The picture above is from when I went there a few months ago on a day when the place was closed--I didn't take any pictures to-day. I felt too many surly eyes on me from the patrons who were more appropriate for the very place where a teenage Tom Waits pushed a broom in the 60s than I'd expected. When my sister told me the place was listed among trendy spots in a magazine, because Waits had worked there, I expected it to be filled with college aged hipsters. Maybe it was because I was there before noon but the only people I saw were a glum, attractive young couple (man and woman) in military fatigues in a booth, three quiet over-50 cops, and a couple of old men whose discussion about the music industry soon distracted me from reading the Nibelungenlied in my booth.
"My daughter told me this Lady Gaga," said one. "She isn't just one of them pop stars.

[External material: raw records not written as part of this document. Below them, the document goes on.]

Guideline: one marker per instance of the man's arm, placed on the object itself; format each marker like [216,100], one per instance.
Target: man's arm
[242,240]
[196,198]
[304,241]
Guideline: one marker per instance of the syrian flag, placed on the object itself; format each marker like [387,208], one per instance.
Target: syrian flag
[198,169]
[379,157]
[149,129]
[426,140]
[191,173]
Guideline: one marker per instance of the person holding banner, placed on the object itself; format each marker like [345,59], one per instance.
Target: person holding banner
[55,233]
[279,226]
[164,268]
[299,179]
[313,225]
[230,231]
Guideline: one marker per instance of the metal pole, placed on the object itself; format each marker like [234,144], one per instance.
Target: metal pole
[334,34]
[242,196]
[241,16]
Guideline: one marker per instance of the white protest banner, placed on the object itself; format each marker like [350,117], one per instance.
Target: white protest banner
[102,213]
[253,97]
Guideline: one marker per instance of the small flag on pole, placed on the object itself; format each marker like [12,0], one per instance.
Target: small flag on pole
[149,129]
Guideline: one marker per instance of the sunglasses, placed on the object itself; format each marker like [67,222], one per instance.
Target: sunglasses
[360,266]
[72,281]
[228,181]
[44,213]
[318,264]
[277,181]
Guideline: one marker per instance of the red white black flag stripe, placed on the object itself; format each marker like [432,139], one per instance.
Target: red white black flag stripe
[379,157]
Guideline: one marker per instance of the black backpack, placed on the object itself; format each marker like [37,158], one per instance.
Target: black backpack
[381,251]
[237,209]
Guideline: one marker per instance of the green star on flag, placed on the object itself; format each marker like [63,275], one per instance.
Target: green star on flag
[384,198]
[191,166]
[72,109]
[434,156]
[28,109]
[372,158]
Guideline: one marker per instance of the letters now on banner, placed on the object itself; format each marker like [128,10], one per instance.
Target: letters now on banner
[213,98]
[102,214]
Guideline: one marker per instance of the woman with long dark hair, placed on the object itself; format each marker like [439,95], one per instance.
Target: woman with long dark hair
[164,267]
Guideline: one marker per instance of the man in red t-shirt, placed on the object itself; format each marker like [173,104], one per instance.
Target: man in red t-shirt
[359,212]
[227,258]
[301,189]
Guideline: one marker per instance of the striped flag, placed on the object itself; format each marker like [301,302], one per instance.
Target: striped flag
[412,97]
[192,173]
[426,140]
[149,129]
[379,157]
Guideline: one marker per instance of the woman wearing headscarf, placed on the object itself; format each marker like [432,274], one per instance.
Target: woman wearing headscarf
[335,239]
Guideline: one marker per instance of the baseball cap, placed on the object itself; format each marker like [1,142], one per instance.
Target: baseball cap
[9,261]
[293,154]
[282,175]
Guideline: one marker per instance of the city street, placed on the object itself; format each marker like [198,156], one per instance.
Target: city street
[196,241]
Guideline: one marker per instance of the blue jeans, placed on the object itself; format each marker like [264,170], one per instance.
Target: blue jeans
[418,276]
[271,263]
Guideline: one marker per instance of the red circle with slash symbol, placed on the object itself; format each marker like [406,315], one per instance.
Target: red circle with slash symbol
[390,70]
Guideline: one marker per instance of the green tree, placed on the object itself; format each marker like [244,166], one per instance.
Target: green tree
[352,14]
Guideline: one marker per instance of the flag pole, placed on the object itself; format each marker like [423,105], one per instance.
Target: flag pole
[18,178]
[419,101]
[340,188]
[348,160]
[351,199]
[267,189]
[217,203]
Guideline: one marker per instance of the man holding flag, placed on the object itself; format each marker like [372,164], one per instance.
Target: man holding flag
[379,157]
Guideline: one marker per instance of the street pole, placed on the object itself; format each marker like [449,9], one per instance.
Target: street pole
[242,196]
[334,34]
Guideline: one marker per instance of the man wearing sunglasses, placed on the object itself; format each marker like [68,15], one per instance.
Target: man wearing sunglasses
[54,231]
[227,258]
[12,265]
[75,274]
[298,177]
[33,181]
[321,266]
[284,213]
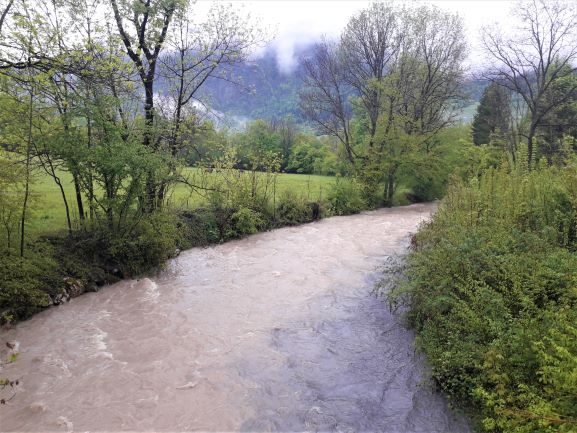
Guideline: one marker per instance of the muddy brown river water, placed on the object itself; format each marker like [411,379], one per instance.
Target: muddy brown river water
[276,332]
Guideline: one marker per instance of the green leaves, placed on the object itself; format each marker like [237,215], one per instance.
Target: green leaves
[493,296]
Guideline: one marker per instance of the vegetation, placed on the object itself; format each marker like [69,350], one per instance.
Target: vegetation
[497,320]
[491,279]
[111,164]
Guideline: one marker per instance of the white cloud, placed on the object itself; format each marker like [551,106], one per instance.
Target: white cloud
[299,22]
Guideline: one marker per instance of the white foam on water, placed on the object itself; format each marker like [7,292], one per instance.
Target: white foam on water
[151,292]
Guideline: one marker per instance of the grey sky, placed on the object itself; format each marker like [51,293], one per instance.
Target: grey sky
[297,22]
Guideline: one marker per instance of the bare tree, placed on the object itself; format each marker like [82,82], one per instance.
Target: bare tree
[200,52]
[541,51]
[370,44]
[325,98]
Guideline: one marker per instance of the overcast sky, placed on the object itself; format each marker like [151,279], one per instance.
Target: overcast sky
[298,22]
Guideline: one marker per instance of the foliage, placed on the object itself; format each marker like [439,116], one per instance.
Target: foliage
[497,320]
[345,198]
[292,209]
[27,283]
[493,114]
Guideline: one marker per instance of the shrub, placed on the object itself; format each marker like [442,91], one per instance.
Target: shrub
[345,198]
[292,210]
[150,244]
[497,320]
[27,284]
[245,222]
[197,228]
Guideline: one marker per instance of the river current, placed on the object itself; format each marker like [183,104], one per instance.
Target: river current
[280,331]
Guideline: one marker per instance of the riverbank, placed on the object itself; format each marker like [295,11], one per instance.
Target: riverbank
[491,283]
[277,331]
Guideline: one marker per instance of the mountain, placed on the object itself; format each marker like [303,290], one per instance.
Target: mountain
[267,92]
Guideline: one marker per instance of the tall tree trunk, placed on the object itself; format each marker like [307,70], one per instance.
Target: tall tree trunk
[27,184]
[78,192]
[530,138]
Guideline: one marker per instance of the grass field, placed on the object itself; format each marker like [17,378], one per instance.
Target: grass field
[48,212]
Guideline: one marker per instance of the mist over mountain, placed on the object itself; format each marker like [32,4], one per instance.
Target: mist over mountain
[264,88]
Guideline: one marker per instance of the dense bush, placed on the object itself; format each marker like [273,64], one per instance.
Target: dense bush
[345,198]
[26,284]
[292,210]
[492,284]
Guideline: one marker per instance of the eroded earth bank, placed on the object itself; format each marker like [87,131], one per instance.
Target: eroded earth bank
[276,332]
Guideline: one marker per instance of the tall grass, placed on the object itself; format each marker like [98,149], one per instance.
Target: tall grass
[492,284]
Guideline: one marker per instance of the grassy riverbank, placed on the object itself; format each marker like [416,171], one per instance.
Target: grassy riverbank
[48,214]
[492,283]
[58,265]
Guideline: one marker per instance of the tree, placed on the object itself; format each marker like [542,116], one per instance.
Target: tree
[541,51]
[493,114]
[325,97]
[399,71]
[370,45]
[150,20]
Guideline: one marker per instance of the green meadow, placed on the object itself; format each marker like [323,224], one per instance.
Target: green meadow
[49,215]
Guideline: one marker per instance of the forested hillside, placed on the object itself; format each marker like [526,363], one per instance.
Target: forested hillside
[262,91]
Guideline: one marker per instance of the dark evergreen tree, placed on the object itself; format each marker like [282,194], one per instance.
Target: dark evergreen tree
[493,113]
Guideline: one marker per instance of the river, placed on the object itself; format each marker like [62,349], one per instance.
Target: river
[276,332]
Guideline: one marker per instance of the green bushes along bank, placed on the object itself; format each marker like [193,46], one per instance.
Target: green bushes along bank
[492,284]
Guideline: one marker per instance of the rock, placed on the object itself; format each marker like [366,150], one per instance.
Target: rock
[75,287]
[92,287]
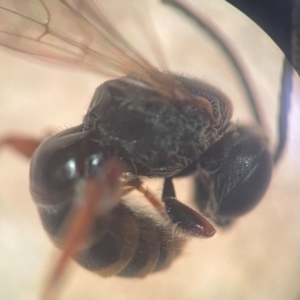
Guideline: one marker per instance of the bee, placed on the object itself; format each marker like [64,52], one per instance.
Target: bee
[188,122]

She writes her own songs. She's not like one of them pop stars like they have every year. You know."
The other one started talking about a "producer who always put himself in the artist's shoes. They all loved him. If David Bowie wanted three hundred doves to fly out of the stage he made it happen. Didn't ask questions. And he'd get artists bookings they'd never have had before. Lady Gaga, he got her playing in Barcelona and Rio De . . . Rio Deja Nero."
Napoleone's eating area is divided by a wall. On my right hand as I walked in all I saw was a deserted room with long tables with empty white table clothes. On the left was the sparsely crowded room with tables and cheap red upholstered booths. Most of the light was coming in from the windows and I could barely make out a couple cooks standing behind a kitchen bar in the back. "You dining in?" a short, middle aged red headed waitress asked me but I was seated by a slightly heavy blonde middle aged waitress with too much makeup. No-one working there looked under 50.
The menu was a folded piece of brown paper that said the place was opened in 1958. I ordered a ten inch vegetarian pizza and waited about ten minutes for it. "Pizza time," said the waitress when she brought it out. It was good--I generally like a thicker crust but while this was thin it was still fluffier than the cracker crusts that seem to be popular nowadays. It was light on the green bell peppers and had a lot of black olives which is just how I like it.
Twitter Sonnet #607
The dog-eared furnace gulps a hard scraped fist.
White broken wrists twine across five leg bets.
Gold bullets stain a burnt and ancient list.
False collars hook arms as appetite whets.
Thumb jigsaw carpet patterns touch the sole.
Brain wrinkles clutch minds in an arabesque.
Straw feeding the broth brooks no gentry goal.
Red acid drizzles on the doughnut-esque.
A beaded net adorns the blinded catch.
Blue keystones lock prohibitive arches.
The recycled foil holds a weak Fetch.
Clean announcers cavort in the larches.
Time arrives in chiaroscuro sauce.
The folding desk slips closed on a floor gloss.